Dat water was eigenlijk best lekker en vormt, met z'n penetrante, specifieke smaak, een blijvende herinnering.
Dus...wat schetst mijn verbazing dat dit houtskoolwater nu ook bij de Appie in het schap schijnt te liggen. Niet omdat het een herinnering aan Sumba moet oproepen bij het gemiddelde boodschappenpubliek, maar omdat het als opgeloste Norit gezien kan worden en zou helpen tegen een kater (of zouden ze dat op Sumba ook geweten hebben?). En zo worden er steeds meer smaakjes aan puur water toegevoegd, want op het kleur- en smaakloze vocht zijn we uitgekeken. Een plastic 0,5 literflesje gemeentepils met een framboos gaat voor €1,75 over de toonbank. De Sumbanese gastheer, inmiddels helaas overleden, draait zich om in zijn graf.

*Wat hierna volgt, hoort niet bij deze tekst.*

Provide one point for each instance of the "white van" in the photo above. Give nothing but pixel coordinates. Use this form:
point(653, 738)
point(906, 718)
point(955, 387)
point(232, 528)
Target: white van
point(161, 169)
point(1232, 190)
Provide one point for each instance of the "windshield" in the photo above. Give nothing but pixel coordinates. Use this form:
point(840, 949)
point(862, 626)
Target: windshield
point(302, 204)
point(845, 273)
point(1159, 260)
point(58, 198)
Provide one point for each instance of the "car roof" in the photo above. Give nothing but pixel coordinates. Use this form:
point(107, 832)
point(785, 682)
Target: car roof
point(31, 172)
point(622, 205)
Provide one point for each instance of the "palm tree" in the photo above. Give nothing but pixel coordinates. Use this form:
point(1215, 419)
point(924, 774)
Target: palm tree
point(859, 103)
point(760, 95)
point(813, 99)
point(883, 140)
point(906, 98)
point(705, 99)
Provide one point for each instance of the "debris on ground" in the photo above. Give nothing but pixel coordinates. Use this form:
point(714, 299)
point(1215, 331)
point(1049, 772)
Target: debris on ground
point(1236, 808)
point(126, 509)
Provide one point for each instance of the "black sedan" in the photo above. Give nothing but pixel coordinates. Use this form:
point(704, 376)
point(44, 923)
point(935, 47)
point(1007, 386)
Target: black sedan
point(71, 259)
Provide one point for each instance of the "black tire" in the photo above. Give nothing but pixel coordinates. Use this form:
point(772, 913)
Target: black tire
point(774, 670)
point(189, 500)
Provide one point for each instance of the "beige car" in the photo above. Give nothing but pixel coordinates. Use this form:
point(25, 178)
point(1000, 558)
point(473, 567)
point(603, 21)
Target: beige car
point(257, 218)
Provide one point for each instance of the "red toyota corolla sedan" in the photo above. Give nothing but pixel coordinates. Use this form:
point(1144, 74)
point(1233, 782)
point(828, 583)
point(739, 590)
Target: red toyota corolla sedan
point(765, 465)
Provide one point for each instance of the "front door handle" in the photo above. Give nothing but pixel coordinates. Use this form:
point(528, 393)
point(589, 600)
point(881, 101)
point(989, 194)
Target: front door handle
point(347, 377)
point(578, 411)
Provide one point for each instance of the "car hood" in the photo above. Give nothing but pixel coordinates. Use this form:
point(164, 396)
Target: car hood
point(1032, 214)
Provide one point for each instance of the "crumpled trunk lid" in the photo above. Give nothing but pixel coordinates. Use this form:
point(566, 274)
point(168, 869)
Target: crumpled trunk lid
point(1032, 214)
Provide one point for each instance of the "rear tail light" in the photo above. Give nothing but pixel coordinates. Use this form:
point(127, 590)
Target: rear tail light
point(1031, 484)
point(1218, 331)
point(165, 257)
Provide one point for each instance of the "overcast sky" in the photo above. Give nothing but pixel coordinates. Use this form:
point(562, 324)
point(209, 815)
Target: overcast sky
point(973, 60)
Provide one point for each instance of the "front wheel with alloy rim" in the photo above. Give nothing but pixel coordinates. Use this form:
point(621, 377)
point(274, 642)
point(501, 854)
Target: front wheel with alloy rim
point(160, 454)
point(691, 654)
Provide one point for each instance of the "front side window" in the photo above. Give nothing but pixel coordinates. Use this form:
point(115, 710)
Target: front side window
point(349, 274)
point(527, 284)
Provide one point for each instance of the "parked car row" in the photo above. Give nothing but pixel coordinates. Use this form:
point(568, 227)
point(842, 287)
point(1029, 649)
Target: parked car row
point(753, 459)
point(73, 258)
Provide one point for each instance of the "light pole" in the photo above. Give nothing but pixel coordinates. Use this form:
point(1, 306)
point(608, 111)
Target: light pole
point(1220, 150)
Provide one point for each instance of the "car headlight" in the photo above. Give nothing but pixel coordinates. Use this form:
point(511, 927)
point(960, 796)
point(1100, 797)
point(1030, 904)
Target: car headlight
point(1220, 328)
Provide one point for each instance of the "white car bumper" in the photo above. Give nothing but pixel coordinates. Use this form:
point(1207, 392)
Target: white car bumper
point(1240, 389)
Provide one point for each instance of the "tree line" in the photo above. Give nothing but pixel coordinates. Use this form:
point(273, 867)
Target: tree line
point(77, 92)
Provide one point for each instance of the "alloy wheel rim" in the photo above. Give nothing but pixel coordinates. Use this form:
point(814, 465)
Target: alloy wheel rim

En dan nog wat: al die doosjes 'thee' die net in het andere gangpad staan opgetast, bevatten toch allemaal precies hetzelfde? Daar komt geen theeblaadje meer aan te pas, het enige verschil is dat je het water eerst kookt om de smaak van de mango/perzik/vanille etc. goed in te laten trekken. Af laten koelen, in een karaf in de ijskast en...voila. Er zweeft dan misschien geen groen takje of rood besje in het aquarium, maar tel uit je winst en spaar voor een ticket naar Sumba.